The number of ulcers can vary from one to many. Some ulcers will heal quickly, but others may not heal and may last for long periods of time. Some ulcers come back after healing.
People with SCD usually don’t get ulcers until after the age of 10.
Joint Complications
Sickling in the bones of the hip and, less commonly, the shoulder joints, knees, and ankles, can decrease oxygen flow and result in severe damage. This damage is a condition called avascular or aseptic necrosis. This disease is usually found in adolescents and adults.
Symptoms include pain and problems with walking and joint movement. A person may need pain medicines, surgery, or joint replacement if symptoms persist.
Delayed Growth and Puberty
Children with SCD may grow and develop more slowly than their peers because of anemia. They will reach full sexual maturity, but this may be delayed.
Pregnancy
Pregnancies in women with SCD can be risky for both the mother and the baby.
Mothers may have medical complications including:
- Infections
- Blood clots
- High blood pressure
- Increased pain episodes
They are also at higher risk for:
- Miscarriages
- Premature births
- “Small-for-dates babies” or underweight babies
Mental Health
As in other chronic diseases, people with SCD may feel sad and frustrated at times. The limitations that SCD can impose on a person’s daily activities may cause them to feel isolated from others. Sometimes they become depressed.

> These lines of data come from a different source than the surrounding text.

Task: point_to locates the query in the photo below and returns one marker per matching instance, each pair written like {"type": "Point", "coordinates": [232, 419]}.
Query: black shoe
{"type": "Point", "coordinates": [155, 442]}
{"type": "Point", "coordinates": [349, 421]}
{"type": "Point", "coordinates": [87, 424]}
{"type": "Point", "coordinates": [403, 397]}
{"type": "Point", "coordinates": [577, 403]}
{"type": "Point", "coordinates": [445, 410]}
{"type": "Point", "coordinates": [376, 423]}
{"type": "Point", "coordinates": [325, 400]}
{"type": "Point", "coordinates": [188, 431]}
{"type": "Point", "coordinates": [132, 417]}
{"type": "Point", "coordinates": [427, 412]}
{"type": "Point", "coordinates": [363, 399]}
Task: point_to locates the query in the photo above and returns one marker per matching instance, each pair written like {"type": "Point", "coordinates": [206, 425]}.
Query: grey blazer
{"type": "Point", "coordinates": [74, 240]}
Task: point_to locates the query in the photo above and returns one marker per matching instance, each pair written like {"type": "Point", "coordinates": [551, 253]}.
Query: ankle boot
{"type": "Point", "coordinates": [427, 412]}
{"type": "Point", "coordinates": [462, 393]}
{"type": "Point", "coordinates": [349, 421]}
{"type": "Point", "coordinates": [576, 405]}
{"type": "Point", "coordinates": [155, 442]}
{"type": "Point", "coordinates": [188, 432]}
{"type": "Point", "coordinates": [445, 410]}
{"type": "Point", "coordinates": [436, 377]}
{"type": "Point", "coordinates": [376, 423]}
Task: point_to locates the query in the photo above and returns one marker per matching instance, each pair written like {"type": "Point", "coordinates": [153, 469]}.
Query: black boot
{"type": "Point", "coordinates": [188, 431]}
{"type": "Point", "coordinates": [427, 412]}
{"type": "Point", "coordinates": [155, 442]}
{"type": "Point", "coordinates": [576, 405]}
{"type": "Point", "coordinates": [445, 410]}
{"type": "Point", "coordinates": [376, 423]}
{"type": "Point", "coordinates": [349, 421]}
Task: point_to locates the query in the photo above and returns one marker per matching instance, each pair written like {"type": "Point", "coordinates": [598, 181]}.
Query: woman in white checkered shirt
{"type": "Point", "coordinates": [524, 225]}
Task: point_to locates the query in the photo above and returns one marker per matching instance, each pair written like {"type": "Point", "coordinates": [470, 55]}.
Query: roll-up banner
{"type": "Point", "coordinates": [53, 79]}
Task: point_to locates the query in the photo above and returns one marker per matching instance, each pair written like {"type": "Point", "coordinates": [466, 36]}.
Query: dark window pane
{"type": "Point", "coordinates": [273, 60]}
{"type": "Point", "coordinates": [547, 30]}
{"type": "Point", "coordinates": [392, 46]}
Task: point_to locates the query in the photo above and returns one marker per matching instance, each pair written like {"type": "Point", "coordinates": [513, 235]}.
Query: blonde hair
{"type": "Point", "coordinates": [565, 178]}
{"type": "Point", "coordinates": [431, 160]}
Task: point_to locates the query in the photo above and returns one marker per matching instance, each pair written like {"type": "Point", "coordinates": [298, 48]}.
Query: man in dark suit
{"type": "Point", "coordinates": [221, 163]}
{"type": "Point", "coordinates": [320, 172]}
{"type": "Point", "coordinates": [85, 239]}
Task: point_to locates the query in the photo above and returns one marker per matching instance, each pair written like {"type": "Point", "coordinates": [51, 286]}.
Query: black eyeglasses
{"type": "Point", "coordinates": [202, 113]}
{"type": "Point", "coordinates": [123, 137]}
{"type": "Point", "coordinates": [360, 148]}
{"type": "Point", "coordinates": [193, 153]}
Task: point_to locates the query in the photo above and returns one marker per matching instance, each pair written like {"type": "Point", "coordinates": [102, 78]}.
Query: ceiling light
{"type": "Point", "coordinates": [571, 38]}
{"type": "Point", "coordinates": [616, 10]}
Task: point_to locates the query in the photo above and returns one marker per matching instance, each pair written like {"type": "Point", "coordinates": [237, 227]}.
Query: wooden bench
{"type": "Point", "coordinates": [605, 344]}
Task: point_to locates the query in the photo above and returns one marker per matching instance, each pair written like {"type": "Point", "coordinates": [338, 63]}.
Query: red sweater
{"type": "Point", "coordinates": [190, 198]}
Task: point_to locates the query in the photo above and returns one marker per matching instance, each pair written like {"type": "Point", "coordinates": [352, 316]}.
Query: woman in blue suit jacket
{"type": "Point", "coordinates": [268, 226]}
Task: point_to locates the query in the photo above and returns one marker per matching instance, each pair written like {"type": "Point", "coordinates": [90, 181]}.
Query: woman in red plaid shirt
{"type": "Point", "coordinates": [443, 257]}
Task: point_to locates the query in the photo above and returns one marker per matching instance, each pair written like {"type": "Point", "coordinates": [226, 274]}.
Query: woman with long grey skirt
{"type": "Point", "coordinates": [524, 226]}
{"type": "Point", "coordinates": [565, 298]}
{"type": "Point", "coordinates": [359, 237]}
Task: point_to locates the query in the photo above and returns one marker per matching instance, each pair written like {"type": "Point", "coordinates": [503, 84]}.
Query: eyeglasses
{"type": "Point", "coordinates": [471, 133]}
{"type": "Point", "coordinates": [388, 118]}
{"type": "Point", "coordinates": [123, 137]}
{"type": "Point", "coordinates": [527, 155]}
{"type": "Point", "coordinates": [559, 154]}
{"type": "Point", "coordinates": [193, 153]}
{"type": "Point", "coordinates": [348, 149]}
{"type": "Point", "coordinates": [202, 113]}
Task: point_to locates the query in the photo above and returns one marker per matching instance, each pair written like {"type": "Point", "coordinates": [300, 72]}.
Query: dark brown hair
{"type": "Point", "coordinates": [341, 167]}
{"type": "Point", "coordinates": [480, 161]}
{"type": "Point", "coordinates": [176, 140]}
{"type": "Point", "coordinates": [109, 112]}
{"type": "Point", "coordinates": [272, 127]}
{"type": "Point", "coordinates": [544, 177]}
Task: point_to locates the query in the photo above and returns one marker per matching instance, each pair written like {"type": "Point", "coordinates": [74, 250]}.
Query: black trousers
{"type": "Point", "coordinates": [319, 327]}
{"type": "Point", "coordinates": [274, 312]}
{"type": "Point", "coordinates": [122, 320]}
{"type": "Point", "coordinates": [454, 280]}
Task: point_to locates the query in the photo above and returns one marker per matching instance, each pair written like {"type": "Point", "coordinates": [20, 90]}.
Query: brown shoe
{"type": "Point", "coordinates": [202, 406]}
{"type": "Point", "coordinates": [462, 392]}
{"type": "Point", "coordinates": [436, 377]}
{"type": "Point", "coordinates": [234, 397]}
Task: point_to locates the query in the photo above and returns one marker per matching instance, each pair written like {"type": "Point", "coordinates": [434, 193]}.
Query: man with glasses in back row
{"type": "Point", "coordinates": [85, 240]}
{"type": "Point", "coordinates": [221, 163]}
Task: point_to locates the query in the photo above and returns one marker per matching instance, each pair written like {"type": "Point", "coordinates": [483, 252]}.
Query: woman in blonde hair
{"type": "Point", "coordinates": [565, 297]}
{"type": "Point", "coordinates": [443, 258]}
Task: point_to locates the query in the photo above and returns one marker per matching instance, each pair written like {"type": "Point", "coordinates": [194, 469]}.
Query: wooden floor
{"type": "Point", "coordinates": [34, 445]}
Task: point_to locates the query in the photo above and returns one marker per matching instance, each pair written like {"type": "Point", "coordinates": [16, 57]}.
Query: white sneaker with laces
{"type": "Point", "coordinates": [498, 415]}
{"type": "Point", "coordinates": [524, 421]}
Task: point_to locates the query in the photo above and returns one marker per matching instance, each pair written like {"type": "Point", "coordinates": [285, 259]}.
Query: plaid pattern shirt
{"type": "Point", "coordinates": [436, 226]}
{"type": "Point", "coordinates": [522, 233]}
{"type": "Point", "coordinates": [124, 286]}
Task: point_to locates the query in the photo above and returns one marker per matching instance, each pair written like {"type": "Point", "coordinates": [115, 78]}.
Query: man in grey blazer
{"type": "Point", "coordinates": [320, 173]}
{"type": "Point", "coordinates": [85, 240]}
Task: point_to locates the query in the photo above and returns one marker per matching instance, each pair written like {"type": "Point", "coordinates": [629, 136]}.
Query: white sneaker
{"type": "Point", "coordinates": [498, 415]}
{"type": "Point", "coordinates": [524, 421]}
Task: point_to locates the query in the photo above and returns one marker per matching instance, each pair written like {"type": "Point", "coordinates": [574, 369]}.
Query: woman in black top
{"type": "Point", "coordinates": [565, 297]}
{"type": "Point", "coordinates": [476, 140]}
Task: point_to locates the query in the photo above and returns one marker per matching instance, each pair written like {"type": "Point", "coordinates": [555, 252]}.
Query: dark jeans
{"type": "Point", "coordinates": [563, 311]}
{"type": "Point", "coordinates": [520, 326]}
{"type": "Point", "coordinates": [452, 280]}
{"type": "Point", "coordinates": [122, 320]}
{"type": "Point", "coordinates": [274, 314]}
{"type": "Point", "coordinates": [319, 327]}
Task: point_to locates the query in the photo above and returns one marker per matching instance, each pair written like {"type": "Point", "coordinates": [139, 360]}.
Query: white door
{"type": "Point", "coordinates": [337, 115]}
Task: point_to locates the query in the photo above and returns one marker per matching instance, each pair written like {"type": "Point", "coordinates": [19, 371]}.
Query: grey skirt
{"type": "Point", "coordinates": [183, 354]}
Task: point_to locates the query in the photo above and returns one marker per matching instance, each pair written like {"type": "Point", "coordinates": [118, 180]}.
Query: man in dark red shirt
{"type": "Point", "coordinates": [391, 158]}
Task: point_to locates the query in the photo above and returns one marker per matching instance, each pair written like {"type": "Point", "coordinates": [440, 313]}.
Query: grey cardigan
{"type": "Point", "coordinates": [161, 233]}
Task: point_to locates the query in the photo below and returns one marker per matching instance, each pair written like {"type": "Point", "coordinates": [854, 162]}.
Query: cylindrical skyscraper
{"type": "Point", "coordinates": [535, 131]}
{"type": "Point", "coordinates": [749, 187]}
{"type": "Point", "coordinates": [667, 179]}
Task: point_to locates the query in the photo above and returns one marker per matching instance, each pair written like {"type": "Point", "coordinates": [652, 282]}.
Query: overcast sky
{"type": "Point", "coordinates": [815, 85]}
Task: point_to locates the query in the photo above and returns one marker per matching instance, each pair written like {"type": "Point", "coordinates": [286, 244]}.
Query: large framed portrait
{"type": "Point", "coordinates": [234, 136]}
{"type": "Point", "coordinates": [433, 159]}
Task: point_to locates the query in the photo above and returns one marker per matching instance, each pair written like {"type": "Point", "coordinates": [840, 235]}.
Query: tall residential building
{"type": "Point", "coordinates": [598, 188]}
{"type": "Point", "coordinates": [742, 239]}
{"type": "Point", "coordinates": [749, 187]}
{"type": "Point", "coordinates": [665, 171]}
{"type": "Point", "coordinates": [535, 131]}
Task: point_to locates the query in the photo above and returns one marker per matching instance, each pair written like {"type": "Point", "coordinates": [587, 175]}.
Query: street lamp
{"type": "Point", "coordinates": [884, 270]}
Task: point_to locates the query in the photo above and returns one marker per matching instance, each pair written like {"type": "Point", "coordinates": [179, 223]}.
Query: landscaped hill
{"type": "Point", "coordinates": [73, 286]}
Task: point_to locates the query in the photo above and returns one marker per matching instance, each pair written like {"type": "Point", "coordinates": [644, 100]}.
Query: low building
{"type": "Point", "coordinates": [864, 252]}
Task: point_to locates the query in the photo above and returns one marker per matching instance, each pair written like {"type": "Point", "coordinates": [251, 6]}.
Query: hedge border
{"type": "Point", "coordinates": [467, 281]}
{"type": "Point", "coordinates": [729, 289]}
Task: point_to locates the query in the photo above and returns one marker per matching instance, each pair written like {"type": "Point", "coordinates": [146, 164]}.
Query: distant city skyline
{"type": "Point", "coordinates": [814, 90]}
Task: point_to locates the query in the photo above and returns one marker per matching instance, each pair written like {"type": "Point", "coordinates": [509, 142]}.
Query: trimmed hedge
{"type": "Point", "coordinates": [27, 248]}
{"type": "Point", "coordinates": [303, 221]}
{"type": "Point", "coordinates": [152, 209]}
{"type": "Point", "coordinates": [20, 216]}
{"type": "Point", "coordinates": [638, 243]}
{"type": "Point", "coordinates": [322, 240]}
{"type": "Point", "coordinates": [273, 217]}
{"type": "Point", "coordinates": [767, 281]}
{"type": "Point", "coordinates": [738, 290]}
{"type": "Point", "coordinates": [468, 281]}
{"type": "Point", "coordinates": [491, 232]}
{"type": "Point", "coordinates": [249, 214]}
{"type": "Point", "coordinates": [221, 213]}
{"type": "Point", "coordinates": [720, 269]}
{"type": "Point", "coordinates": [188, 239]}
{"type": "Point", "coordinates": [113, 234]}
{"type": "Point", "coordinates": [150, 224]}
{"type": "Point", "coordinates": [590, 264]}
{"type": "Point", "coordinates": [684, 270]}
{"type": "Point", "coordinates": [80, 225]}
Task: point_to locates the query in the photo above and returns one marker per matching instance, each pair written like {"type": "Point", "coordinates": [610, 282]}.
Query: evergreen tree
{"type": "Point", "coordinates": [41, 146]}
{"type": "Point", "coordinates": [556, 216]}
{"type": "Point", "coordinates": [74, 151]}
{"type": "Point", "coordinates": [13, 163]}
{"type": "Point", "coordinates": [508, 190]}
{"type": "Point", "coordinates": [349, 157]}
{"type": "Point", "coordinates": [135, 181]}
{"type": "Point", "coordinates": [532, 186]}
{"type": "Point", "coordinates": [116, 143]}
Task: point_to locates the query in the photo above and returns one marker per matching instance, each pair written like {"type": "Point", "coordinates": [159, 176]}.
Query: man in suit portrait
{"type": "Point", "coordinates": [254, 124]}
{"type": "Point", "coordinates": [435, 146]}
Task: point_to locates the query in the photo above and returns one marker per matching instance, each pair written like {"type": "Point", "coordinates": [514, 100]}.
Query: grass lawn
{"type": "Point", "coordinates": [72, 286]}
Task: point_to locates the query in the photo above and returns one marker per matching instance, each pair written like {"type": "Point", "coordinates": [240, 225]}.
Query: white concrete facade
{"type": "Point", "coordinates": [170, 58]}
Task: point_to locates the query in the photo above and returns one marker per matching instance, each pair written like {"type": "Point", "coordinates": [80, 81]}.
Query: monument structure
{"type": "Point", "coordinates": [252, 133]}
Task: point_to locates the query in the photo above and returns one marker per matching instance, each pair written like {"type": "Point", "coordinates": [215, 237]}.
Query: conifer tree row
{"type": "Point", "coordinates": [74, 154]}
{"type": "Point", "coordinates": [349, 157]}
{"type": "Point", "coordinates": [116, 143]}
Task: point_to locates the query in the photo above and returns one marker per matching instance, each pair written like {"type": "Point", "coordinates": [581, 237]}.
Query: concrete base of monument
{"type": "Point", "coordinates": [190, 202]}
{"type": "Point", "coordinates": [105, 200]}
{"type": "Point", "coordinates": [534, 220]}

People with SCD may also have trouble coping with pain and fatigue, as well as with frequent medical visits and hospitalizations. (See living with emotional issues.)
How Is Sickle Cell Disease Diagnosed?
Screening Tests
People who do not know whether they make sickle hemoglobin (hemoglobin S) or another abnormal hemoglobin (such as C, β thalassemia, E) can find out by having their blood tested. This way, they can learn whether they carry a gene (i.e., have the trait) for an abnormal hemoglobin that they could pass on to a child.
When each parent has this information, he or she can be better informed about the chances of having a child with some type of sickle cell disease (SCD), such as hemoglobin SS, SC, Sβ thalassemia, or others.
Newborn Screening
When a child has SCD, it is very important to diagnose it early to better prevent complications.
Every state in the United States, the District of Columbia, and the U.S. territories require that every baby is tested for SCD as part of a newborn screening program.
In newborn screening programs, blood from a heel prick is collected in “spots” on a special paper. The hemoglobin from this blood is then analyzed in special labs.
Newborn screening results are sent to the doctor who ordered the test and to the child’s primary doctor.
If a baby is found to have SCD, health providers from a special follow-up newborn screening group contact the family directly to make sure that the parents know the results. The child is always retested to be sure that the diagnosis is correct.
Newborn screening programs also find out whether the baby has an abnormal hemoglobin trait. If so, parents are informed, and counseling is offered.
Remember that when a child has sickle cell trait or SCD, a future sibling, or the child’s own future child, may be at risk. These possibilities should be discussed with the primary care doctor, a blood specialist called a hematologist, and/or a genetics counselor.
Prenatal Screening
Doctors can also diagnose SCD before a baby is born. This is done using a sample of amniotic fluid, the liquid in the sac surrounding a growing embryo, or tissue taken from the placenta, the organ that attaches the umbilical cord to the mother’s womb.
Testing before birth can be done as early as 8–10 weeks into the pregnancy. This testing looks for the sickle hemoglobin gene rather than the abnormal hemoglobin.